Garrison information
- Current commander: Colonel Richard D. Marshall Jr.

= Marine Corps Base Camp Blaz =

US Marine Corps base in Dededo, Guam, United States

Marine Corps Base (MCB) Camp Blaz is a U.S. Marine Corps facility located in the village of Dededo in northwest Guam.

== History ==
MCB Camp Blaz was activated on October 1, 2020, becoming the first new Marine Corps facility since the predecessor of Marine Corps Logistics Base Albany was commissioned on March 1, 1952. The base will house Marines relocated from installations in Okinawa Prefecture, Japan, with the final relocation planned for 2025.

MCB Camp Blaz is named after Guam local, Brigadier General Vicente T. "Ben" Blaz. Blaz was the first person of an ethnic minority to reach general rank in the USMC and the highest ranking Chamorro ever, as well as Guam's delegate to Congress from 1985 to 1993.

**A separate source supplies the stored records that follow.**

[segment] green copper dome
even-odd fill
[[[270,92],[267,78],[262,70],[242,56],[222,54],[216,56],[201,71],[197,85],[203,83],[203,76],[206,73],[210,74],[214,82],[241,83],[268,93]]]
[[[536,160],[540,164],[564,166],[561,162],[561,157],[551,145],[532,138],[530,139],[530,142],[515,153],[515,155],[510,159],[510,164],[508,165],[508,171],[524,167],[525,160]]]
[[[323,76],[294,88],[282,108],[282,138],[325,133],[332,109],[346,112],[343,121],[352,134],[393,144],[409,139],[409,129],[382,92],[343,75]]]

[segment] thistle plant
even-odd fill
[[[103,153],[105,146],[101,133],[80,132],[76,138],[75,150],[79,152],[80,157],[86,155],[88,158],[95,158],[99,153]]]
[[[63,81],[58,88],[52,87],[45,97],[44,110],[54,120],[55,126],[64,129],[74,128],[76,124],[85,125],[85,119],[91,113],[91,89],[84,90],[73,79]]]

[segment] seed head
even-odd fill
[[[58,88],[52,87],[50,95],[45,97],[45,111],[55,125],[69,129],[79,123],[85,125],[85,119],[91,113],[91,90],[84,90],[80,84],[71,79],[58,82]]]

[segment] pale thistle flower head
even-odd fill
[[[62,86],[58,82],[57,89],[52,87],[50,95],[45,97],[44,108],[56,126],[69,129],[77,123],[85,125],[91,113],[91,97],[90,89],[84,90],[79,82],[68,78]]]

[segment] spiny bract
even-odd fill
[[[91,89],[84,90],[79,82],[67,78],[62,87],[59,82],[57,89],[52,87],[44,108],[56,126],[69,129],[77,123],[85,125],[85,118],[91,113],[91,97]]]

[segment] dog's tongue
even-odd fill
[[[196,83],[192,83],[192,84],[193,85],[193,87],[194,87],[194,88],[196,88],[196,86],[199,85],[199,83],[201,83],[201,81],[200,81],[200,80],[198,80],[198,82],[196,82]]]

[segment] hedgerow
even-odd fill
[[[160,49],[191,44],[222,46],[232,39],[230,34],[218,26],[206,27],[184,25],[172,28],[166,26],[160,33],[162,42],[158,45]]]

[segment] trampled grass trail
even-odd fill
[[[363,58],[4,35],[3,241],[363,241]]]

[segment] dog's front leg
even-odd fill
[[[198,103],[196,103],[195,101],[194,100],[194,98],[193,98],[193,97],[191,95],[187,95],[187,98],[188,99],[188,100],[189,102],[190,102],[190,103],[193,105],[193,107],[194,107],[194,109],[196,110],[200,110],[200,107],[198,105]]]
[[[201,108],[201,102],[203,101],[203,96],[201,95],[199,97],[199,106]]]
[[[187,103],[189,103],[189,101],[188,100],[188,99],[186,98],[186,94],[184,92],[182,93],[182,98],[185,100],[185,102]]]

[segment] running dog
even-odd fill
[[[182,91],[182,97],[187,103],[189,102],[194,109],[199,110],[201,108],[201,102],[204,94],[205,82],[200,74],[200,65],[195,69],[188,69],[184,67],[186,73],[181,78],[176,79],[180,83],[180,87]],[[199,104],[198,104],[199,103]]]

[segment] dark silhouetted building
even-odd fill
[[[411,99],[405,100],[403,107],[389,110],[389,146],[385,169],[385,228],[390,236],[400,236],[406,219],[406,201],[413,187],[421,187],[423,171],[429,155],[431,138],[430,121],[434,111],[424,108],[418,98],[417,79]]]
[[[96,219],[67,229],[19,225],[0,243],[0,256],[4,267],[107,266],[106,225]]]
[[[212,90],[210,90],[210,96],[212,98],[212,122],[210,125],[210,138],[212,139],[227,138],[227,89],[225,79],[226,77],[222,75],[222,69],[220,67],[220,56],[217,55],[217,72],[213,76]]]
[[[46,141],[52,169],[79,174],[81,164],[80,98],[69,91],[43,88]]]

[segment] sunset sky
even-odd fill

The base officially opened on January 25, 2023, with a ceremony on January 26. Approximately 5,000 Marines are projected to be stationed there.

== Base ==
Joint Region Marianas is the installation management authority for MCB Camp Blaz, as well as Naval Base Guam and Andersen Air Force Base.

The main dormitories are located next to Naval Computer and Telecommunications Station Guam, with the base to house 1,300 permanently stationed Marines and support 3,700 additional Marines on rotating assignment. Base construction includes multiple new ranges and training facilities, schools, housing, and other support facilities.

The Department of Defense spent $365 million in FY2020 on relocation expenses, with the total cost expected to be $8 billion, of which the Government of Japan will provide $2.8 billion. The governor and Legislature of Guam have been engaged with the Guam Military Buildup.